10/25/11 Schools seek delay in public hearing
Schools seek delay in public hearing
County commissioners discussed dipping into fund balance
By Chris Lavender The Times-News 10/25/11
Reprinted with permission.
GRAHAM — Alamance–Burlington School Board Chairwoman Jackie Cole said Monday she was surprised to learn the Alamance County Board of Commissioners was discussing whether to dip into the school system’s fund balance to offset shortfalls in county revenue.
“It was a bit of a shock,” Cole said.
The commissioners discussed the county’s tax revenue shortfalls during an Oct. 17 meeting. County Manager Craig Honeycutt presented several options to the commissioners on how to cut county expenses to ensure its own fund balance doesn’t dip below state mandates.
The county had planned to use $1.9 million of its fund balance during fiscal 2010-11. However, the county had to spend $4.4 million of its rainy day money during the period to offset declines in sales and property tax revenue, as well as state shared revenue during the final months of the last fiscal year ending June 30.
Cole said she was aware the county had planned to discuss its budget shortfalls on Oct. 17, but didn’t expect the commissioners to target the school system’s $21 million fund balance to offset its budget woes.
“They automatically came looking at us,” Cole said.
Cole said the school system had worked to build its savings through conservative spending. Cole also said she had believed the county had planned to focus mostly on cutting expenses within its departments.
The commissioners had scheduled a public hearing for Nov. 7 to discuss whether to request the school system provide the county with some of its money to offset expenses. The Board of Education asked in a letter sent last Wednesday to Commissioner Linda Massey that the hearing be delayed until a joint meeting scheduled between the two boards on Dec. 13.

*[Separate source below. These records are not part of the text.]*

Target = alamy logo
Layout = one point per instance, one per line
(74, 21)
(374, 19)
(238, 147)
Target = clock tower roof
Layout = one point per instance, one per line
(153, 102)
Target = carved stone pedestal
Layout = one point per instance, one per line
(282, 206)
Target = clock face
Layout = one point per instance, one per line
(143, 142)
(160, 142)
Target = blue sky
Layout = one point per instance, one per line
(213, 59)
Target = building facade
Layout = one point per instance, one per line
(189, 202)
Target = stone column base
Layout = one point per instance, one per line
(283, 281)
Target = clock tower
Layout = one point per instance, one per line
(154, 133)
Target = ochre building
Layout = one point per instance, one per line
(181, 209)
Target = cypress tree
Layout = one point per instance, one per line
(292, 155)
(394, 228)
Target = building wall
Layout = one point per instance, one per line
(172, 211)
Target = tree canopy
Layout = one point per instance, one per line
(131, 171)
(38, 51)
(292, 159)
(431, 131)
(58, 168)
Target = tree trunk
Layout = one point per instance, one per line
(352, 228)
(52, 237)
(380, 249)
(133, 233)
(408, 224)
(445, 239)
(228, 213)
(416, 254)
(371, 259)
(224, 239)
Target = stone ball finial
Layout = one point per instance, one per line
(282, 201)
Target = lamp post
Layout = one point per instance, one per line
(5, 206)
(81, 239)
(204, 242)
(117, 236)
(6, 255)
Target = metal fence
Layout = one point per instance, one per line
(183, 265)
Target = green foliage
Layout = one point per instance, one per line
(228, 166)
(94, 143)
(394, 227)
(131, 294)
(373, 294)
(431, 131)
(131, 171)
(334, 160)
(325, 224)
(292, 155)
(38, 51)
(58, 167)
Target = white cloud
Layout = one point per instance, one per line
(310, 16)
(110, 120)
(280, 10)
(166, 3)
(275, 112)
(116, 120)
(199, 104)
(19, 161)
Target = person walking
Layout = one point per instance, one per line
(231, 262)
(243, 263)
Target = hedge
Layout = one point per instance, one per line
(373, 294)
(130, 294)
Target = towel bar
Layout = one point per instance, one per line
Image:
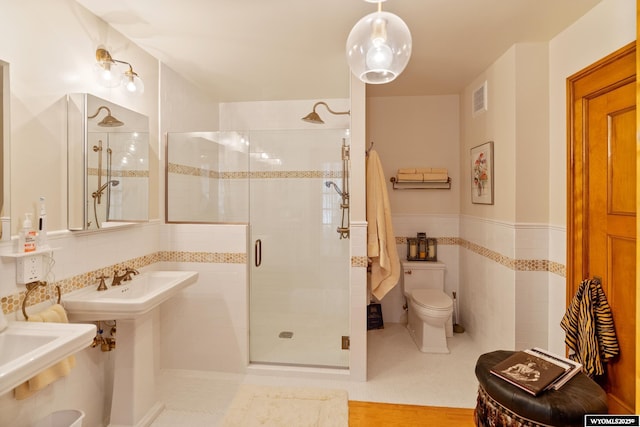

“Amidst the recent and ongoing discussions regarding potential budget cuts across our county, we would like to ensure that both the county commissioners and school board members have an opportunity to share information and ask questions about our budgets,” Cole stated in the letter.
“We feel that a discussion between both boards would be beneficial prior to a public hearing.”
Cole said she had received an email from county management that the public hearing would be delayed.
Massey said she didn’t have a problem with delaying the public hearing until after the joint meeting.
“If (the school board) just volunteers to give us the money then we don’t have to hold a public hearing,” Massey said. “We will decide after the meeting if we need to set a public hearing. It’s not critical right now — we are just planning ahead.”
Commissioners Tom Manning and Tim Sutton said Monday that they had no problem with delaying the public hearing either.
Manning said he hoped the school board would work cooperatively with the commissioners to resolve the budget issues.
Sutton said he had requested Honeycutt to provide the commissioners with a report of the county’s current fiscal year revenue trends.
The county sales tax revenue for fiscal 2010-11 was down $1.7 million, while property tax revenue was down $578,000. During the same period, the county also experienced a $1.9 million decrease in sales and services revenues and a $3.7 million decrease in state reimbursements compared to the previous fiscal year. The county has experienced a $2.1 million increase in combined tax revenue through the first quarter of 2011-12.
Commissioner Bill Lashley said during the Oct. 17 board meeting that the county should ask the school system to give it about $4 million of its $21 million available in fund balance. All of the school system’s fund balance is from county dollars.
Lashley said Monday he was willing to delay the public hearing to allow the school board time to share its concerns, but said he still believed the school system should provide the money.
The county received an audit report earlier this month that showed its fund balance was at $19 million, of which $5.3 million was reserved and $13.7 million was unreserved. These amounts were lower than what was expected by county management.
The state recommends that county governments keep their fund balances at no lower than 8 percent of their total budgeted expenditures.
Alamance County’s fund balance is currently at 9 percent, barely above the recommended threshold. It was at 12 percent in April.
Honeycutt met with department heads to develop a plan to cut expenses countywide. Based on the meeting, Honeycutt developed spending cut options which he presented to the commissioners Oct. 17.
The proposed cuts included a 3.75 percent internal cut for county departments equaling just over $2 million and a 5 percent funding cut for outside agencies equaling $1.9 million, both for the current fiscal year.